The Sixth Amendment right to counsel protects non-indigent criminal defendants' right to choose the attorney who will represent them.  The erroneous denial of a defendant's choice of counsel constitutes structural error and requires automatic reversal of the defendant's conviction.

500

An animal rights activist is on trial for the burglary of a pharmaceutical lab.  The prosecution's theory of the case is that the activist broke into the lab using a maintenance access tunnel connecting the lab to a neighboring building.  The tunnel was difficult to locate by anyone unfamiliar with its existence.  The prosecution hopes to call an intern who works for the architect of the lab to testify that the activist visited the architect's office on several occasions to interview the architect, who is now out of the country, for a story.  The prosecution further hopes to have the intern testify that the activist had ample time to inspect a three-dimensional model of the lab that sat in the architect's office and clearly depicted the access tunnel.  The model has since been recycled as part of the architect's regular business practices and cannot be retrieved to be entered as evidence.  The intern has no knowledge of the lab or access tunnel independent of the model.  Although the intern was included on the prosecution's witness list, the prosecution did not provide advance notice of the intern's testimony.

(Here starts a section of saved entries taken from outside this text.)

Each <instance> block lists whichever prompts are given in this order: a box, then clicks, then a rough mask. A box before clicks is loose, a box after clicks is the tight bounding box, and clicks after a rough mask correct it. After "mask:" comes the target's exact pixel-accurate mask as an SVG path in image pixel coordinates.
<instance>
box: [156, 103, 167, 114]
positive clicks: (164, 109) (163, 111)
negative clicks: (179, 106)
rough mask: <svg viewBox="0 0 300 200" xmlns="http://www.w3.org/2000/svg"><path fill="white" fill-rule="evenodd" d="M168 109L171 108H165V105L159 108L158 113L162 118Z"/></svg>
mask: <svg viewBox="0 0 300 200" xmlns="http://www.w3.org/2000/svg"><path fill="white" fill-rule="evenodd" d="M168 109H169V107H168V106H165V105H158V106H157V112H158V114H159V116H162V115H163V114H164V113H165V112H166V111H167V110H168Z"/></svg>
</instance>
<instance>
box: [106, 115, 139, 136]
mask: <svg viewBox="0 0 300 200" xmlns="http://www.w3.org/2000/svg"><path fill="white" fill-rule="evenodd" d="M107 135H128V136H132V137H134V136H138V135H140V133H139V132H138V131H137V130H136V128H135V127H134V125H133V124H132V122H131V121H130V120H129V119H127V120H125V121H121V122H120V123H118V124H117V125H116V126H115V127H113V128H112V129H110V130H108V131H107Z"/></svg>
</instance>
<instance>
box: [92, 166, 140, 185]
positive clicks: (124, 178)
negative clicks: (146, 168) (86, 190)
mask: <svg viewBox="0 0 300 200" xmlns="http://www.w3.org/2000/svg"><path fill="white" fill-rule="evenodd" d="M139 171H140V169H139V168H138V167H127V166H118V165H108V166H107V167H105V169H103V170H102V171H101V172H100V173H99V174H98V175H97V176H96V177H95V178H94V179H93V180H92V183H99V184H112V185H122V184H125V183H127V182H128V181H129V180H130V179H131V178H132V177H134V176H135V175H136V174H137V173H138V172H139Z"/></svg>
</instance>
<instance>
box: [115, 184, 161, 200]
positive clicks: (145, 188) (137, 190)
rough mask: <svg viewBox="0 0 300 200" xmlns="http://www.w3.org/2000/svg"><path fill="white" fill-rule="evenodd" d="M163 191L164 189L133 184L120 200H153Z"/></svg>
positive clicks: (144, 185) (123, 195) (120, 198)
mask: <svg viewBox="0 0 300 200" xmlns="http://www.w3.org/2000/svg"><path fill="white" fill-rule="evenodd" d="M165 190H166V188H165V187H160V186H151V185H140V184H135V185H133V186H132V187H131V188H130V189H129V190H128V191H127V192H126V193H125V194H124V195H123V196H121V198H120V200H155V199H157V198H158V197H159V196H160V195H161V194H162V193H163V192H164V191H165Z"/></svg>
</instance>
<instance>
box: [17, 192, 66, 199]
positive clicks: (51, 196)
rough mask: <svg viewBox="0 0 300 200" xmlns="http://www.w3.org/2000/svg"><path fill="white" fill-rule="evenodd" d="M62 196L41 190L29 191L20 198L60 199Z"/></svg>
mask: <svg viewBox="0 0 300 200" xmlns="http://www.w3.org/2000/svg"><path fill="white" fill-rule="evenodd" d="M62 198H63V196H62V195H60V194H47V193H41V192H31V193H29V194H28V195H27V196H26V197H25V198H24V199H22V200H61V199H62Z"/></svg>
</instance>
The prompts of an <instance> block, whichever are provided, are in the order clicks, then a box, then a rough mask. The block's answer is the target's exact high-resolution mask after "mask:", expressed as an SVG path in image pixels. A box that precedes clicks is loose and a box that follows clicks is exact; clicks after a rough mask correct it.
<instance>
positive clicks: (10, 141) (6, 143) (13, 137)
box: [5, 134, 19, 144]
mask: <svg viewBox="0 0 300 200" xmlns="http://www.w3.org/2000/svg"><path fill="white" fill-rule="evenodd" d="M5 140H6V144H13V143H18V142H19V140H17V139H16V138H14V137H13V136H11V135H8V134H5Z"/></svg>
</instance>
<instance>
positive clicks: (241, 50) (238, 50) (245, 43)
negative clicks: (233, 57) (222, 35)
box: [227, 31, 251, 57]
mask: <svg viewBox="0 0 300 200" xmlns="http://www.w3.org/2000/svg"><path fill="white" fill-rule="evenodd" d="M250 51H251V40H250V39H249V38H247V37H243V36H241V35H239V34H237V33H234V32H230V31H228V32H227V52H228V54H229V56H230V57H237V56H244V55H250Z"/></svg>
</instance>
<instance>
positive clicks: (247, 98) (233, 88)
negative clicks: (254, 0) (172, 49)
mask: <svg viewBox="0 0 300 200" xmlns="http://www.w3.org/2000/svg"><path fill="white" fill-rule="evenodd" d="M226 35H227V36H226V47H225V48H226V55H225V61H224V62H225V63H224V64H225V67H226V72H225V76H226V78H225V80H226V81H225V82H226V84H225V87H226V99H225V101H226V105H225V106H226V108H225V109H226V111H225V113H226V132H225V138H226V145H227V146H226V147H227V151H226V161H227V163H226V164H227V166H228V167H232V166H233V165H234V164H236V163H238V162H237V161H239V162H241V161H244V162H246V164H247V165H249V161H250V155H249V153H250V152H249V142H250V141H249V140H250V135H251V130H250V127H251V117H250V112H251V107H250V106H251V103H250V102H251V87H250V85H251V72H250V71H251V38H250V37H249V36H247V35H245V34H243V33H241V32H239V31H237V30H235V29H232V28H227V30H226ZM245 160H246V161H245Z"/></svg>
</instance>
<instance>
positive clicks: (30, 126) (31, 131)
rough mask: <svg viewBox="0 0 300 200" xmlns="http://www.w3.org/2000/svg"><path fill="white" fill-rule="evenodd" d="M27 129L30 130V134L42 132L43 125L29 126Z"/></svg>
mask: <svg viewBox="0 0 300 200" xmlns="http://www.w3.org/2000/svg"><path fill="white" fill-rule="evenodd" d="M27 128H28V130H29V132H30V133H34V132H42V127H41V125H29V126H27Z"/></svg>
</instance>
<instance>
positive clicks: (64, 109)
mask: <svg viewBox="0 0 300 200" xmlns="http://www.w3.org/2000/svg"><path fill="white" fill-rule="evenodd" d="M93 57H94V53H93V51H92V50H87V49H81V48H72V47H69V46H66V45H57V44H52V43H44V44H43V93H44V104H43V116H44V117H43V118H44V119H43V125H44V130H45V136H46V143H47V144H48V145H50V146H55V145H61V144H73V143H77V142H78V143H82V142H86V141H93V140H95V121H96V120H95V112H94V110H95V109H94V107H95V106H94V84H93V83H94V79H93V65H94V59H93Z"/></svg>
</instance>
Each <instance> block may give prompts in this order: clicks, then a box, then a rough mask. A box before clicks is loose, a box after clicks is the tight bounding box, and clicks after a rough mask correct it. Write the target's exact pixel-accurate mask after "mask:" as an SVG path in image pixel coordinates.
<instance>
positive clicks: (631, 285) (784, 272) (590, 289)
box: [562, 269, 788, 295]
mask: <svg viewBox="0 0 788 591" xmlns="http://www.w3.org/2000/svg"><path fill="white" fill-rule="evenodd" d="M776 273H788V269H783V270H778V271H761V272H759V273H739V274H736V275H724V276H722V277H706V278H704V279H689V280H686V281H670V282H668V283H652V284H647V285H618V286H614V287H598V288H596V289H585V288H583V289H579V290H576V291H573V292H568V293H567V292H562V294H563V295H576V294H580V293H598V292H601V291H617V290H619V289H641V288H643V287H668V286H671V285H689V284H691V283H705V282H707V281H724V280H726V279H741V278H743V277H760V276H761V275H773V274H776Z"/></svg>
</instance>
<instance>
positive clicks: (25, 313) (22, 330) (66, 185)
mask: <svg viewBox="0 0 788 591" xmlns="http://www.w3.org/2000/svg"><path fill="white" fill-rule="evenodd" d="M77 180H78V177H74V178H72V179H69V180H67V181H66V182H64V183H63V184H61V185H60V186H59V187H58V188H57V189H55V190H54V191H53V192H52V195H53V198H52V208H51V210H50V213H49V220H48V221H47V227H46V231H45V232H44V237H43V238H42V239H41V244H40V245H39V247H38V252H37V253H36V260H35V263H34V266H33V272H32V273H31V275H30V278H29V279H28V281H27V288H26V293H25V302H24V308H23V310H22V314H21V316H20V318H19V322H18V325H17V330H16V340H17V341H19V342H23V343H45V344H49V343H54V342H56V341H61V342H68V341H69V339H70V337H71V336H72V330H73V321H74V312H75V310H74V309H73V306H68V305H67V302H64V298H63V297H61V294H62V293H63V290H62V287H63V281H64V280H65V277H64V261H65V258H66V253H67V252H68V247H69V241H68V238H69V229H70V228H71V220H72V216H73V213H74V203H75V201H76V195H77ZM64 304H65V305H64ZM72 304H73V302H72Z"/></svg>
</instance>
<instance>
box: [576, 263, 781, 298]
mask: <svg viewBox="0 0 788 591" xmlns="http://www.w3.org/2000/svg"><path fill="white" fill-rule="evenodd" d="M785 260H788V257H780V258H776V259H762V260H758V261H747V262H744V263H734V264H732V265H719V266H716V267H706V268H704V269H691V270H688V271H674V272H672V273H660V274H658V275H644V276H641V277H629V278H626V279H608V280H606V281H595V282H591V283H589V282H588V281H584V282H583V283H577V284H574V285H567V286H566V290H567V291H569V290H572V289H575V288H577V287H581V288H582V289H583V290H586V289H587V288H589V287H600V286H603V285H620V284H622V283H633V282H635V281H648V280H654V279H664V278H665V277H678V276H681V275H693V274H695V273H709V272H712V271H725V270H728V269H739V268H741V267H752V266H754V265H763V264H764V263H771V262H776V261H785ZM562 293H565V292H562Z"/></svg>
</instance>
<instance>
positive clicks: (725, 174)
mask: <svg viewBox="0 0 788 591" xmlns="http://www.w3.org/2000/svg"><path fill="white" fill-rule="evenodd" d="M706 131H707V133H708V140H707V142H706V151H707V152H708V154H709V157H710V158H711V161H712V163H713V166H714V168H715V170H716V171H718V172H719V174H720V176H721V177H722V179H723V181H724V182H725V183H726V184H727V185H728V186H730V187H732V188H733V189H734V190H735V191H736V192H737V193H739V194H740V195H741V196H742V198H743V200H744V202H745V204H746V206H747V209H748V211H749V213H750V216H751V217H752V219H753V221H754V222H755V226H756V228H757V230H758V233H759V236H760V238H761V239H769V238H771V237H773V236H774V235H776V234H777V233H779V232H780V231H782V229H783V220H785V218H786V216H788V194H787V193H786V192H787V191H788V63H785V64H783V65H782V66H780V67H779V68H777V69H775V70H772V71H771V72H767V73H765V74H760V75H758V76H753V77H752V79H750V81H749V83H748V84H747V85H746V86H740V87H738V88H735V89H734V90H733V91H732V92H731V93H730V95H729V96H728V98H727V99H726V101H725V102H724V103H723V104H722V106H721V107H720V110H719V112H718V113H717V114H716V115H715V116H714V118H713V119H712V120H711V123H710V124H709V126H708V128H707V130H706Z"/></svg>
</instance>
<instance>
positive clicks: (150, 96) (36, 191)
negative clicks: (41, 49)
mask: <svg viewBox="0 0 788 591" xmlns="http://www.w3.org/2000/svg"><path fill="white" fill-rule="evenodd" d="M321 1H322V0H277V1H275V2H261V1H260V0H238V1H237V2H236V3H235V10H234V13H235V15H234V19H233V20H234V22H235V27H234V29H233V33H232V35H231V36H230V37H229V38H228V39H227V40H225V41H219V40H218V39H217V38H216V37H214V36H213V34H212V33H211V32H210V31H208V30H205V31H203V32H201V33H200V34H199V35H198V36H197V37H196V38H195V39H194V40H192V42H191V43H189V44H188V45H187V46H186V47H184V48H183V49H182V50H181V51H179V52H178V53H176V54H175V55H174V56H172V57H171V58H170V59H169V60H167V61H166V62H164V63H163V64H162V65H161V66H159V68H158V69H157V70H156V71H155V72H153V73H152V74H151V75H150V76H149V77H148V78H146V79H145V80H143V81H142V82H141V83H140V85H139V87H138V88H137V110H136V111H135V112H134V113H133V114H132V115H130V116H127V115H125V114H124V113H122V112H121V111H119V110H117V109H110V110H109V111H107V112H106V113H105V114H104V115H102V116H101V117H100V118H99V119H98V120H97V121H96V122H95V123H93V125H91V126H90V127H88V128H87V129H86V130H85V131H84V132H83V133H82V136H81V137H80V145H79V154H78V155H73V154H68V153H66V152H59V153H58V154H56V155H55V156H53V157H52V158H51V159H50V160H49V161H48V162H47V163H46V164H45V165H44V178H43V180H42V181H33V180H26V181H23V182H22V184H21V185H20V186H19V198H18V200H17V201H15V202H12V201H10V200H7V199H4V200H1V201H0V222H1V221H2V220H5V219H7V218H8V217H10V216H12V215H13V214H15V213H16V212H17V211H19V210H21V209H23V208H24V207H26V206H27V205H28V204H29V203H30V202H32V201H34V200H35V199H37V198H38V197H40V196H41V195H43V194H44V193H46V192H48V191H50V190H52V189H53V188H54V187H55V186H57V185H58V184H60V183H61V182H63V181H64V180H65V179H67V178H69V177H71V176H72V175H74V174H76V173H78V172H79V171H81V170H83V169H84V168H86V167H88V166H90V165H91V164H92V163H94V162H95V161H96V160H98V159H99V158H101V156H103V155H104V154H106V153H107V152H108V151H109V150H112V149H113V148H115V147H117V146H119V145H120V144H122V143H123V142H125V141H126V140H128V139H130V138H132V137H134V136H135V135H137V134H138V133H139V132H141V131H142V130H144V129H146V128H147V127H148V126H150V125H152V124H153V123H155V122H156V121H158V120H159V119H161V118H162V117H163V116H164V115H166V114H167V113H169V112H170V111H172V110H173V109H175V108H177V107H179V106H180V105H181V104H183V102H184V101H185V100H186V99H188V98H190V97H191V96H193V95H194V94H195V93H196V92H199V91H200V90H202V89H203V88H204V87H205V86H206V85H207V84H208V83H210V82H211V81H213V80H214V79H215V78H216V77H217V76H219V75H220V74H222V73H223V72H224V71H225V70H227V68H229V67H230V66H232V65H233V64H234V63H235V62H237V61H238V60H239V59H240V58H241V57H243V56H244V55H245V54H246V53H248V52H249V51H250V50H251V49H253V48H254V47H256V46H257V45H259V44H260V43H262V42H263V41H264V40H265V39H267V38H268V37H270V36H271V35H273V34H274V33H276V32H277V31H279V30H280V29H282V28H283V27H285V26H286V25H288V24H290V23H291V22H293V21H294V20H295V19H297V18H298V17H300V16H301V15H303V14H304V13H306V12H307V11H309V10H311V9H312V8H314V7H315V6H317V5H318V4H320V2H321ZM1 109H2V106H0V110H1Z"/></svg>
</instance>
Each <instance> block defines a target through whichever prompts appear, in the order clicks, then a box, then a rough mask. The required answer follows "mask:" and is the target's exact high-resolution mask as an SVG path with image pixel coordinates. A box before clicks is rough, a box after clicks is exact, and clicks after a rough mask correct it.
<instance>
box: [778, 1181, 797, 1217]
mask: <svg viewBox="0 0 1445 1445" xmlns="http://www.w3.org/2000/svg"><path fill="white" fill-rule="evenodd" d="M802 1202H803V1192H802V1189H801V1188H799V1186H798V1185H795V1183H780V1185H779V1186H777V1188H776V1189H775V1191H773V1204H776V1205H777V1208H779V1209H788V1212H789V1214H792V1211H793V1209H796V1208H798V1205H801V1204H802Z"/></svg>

Can the intern properly testify as to the appearance of the model?

Answers:

  1. No, because the prosecution did not establish that no other reproduction of the model exists.
  2. No, because the prosecution did not give advance notice of this oral testimony.
  3. Yes, because the best evidence rule does not apply.
  4. Yes, because the model was not destroyed in bad faith.

C. Yes, because the best evidence rule does not apply.

The best evidence rule generally requires that an original recording, writing, or photograph be produced to prove its contents.  However, real or physical evidence is not subject to this rule.

500

A homeowner entered into oral contracts with both a painter and a landscaper to perform services at his home.  The landscaper was the first to begin the services, and shortly after he began to work, he realized that the projected cost of the project would increase dramatically.  After the homeowner learned how high the cost of the landscaping services was going to be, he called the painter to tell her that he could not go through with their contract at that time.

The painter stated that she had already purchased a standard set of paintbrushes to paint his home, as well as glass necessary to create a custom mosaic on a back corner of the house, according to the homeowner's specifications.  She had also paid for a temporary city permit to park her utility van on the residential street where the homeowner lived.

In a suit by the painter against the homeowner, which of the following is the painter LEAST likely to recover?

Answers:

  1. The contract price minus the market cost of performance.
  2. The cost of the glass for the mosaic.
  3. The cost of the paintbrushes.
  4. The cost of the parking permit.

C. The cost of the paintbrushes.

Compensatory damages primarily include expectation damages, plus consequential and incidental damages, minus any mitigable damages.  If such damages cannot be calculated with reasonable certainty, then the nonbreaching party can recover reliance damages (i.e., expenditures made in reasonable reliance on the contract).